Tomato sauce is one of those things we could feel guilty about for not making from scratch. A quick recipe, if one is even necessary, isn't difficult and can be easily committed to memory. Although homemade usually tastes best, prepared versions can be a decent option, especially when we're tired or pressed for time. Enter a reliable go-to brand of jarred pasta sauce. While a slurp-worthy option might not be a bargain, it can save us from ordering out, and it will certainly fill our bellies spooned over a starch, veggies, or meat of choice. Plus, there are a lot of simple tweaks and additions to give ready-made tomato sauce some homemade flavor. 

If it's one of many components in a dish, popping the top and pouring in the contents might be fine. Lasagna packed with other savory goodness, or pizza topped with cheese, will be appetizing — if not absolutely delicious — made with prepared sauce. Baked spaghetti is a favorite weeknight dinner and another perfect meal for it. Ready-made ingredients up the odds someone may actually cook these dishes and allow more time for the preparation of extra ingredients — mushrooms AND spinach in the lasagna or both veggies and meat on the pizza for example. On the other hand, there are instances when the cook's tank and supplies are on low, necessitating a plain, straightforward dish. In those cases, a jarred tomato sauce might be front and center. Some added pantry staples can make the difference between a mediocre sauce, and one that you'll wish there was more of. 

Alliums to the rescue

Per Insider, sautéed onions and garlic will add flavor and sweetness to a jar of tomato sauce. Sean Ferraro, chef-owner of Madison Avenue Pizza, cooks diced onions in olive oil until they're translucent before incorporating minced garlic. Once the garlic releases its aroma, he pours a jar of sauce into the pan. It's an abbreviated treatment similar to Marcella Hazan's signature Tomato Sauce with Onion and Butter; however, her recipe contains no garlic. Fresh or canned tomatoes are slow-simmered with the alliums and butter for 45 minutes for a result that Food52 claims lands it within their site's top three most popular recipes. Butter adds a hint of creaminess and helps to emulsify the liquid. A splash of fish sauce or a sprinkle of parmesan cheese will also change your tomato sauce for the better.

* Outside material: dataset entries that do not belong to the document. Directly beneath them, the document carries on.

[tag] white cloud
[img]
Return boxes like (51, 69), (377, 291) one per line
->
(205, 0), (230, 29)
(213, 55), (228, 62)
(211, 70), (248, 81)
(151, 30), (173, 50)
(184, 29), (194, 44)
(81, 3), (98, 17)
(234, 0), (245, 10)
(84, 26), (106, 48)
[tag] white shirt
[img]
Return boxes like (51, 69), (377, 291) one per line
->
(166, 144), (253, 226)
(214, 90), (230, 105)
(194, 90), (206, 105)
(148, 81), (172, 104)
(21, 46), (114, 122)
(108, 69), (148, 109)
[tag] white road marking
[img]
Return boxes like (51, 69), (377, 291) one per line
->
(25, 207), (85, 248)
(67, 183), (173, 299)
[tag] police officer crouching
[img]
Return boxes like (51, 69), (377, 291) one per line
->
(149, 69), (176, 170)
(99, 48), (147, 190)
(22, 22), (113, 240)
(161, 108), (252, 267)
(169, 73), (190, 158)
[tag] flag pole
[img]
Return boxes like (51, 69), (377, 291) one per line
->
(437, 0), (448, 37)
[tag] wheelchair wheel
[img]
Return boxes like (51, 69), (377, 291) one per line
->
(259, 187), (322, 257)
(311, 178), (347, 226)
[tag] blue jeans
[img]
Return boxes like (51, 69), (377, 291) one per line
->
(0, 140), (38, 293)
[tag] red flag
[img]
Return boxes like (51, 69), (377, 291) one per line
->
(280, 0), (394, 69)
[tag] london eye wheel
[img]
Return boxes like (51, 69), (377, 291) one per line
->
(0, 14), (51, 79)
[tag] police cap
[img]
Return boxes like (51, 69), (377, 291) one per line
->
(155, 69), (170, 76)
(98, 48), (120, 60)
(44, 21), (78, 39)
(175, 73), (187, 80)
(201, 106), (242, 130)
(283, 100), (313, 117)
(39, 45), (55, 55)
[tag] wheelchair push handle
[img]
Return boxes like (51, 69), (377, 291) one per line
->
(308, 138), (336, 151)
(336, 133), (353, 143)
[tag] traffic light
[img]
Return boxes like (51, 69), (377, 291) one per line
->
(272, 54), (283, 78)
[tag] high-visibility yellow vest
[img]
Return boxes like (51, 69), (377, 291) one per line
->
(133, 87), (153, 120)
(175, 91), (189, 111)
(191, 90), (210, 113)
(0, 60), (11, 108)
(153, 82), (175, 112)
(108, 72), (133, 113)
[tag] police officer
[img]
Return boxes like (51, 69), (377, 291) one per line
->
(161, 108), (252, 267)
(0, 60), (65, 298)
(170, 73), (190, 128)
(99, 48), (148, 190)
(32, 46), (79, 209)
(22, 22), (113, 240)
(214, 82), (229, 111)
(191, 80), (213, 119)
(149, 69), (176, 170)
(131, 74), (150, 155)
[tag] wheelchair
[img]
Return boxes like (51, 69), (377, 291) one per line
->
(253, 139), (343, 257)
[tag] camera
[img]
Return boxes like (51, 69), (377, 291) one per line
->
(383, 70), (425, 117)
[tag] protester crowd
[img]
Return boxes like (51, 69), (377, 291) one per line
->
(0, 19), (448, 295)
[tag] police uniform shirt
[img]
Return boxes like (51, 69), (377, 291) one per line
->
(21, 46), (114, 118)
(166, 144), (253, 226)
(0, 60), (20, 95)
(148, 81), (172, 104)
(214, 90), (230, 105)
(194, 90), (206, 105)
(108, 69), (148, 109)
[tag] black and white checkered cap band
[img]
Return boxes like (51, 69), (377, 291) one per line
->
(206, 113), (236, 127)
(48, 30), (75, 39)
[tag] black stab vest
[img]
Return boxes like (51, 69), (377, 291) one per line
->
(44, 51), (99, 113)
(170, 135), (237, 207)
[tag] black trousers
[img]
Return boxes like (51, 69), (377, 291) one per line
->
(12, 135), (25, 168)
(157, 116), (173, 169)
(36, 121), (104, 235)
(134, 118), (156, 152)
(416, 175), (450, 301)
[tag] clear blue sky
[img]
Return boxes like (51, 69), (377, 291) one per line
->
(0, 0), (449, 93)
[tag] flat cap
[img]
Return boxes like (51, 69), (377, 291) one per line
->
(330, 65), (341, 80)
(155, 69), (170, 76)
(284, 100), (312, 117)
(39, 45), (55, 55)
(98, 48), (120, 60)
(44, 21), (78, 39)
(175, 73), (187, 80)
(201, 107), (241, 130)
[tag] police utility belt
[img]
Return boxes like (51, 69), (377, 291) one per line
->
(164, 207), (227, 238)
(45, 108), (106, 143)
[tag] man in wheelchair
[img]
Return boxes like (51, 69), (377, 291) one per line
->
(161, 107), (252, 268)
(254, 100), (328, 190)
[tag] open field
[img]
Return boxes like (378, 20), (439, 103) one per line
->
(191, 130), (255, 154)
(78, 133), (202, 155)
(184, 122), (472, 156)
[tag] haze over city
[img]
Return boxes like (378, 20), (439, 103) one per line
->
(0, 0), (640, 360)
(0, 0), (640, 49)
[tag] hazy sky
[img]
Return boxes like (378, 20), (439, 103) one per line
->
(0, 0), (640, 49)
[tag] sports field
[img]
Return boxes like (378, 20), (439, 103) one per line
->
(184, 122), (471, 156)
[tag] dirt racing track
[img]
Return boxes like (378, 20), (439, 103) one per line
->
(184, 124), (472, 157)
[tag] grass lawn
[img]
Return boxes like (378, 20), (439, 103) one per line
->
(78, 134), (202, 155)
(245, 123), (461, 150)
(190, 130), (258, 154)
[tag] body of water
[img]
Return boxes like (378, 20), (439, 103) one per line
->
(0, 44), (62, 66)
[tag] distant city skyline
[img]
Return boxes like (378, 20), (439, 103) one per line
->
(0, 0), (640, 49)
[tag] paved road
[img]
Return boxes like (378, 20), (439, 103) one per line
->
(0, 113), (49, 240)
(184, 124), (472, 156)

It's not only the ingredients that add a token of mellowness and complexity — it's also the action of gently heating the sauce. And depending upon how long it's heated, some of the liquid will boil out, condensing flavors. Even a short time on the stovetop helps to meld the components and soften any acidity, but at least 15 minutes is best. Finally, to stretch your jarred sauce if you find there isn't quite enough, stir in some pasta water. Don't worry — the starch from the pasta will help to thicken out the liquid, so your sauce won't be watery!